Opinions - 09.03.2024

Mohamed Louadi: De la préservation du patrimoine culturel de l’Afrique à l’ère de l’Intelligence Artificielle

Mohamed Louadi: De la préservation du patrimoine culturel de l’Afrique à l’ère de l’Intelligence Artificielle

Par Mohamed Louadi, PhD - Professeur des universités à l’ISG, Université de Tunis. En 2017 le numéro spécial du magazine britannique The Economist annonçait en couverture que la ressource la plus précieuse était désormais les données. Cela faisait écho à l’expression «data is the new oil», formulée en 2006 par Clive Humby, spécialiste en sciences des données.

En 2018 James Bridle précisa que les données ne sont pas le nouveau pétrole mais la nouvelle énergie nucléaire en cela qu’elles sont illimitées et dans leur capacité de nuire(1).

De fait, depuis les années 1960, les termes suivants se sont succédés à un rythme effréné: data base, datawarehouse, databank, datamining, datamart, data store, big data, data lake, dataset, tous des termes à consonnance anglo-saxonne avec parfois des tentatives plus ou moins heureuses de traductions dans d’autres langues.

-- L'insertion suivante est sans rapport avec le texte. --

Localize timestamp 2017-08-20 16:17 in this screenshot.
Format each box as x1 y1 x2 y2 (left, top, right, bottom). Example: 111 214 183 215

Mais depuis la nuit des temps, les données ont été à la base de la communication et de la transmission des connaissances entre les humains, qui évoluèrent en quatre étapes, l’oral, l’écrit, l’imprimé et le numérique.

Les étapes de la transmission des connaissances

L’oral

Au nord de Vancouver vit une tribu pour qui chaque fois qu’on tue une personne on tue une histoire. Cette croyance est partagée par moult cultures et civilisations pour qui le passé était transmis de bouche à oreille, autour d’un feu de bivouac ou au fond d’une grotte lorsque nos ancêtres cherchaient refuge loin des intempéries. Ces histoires étaient mémorisées et transmises d’une génération à une autre.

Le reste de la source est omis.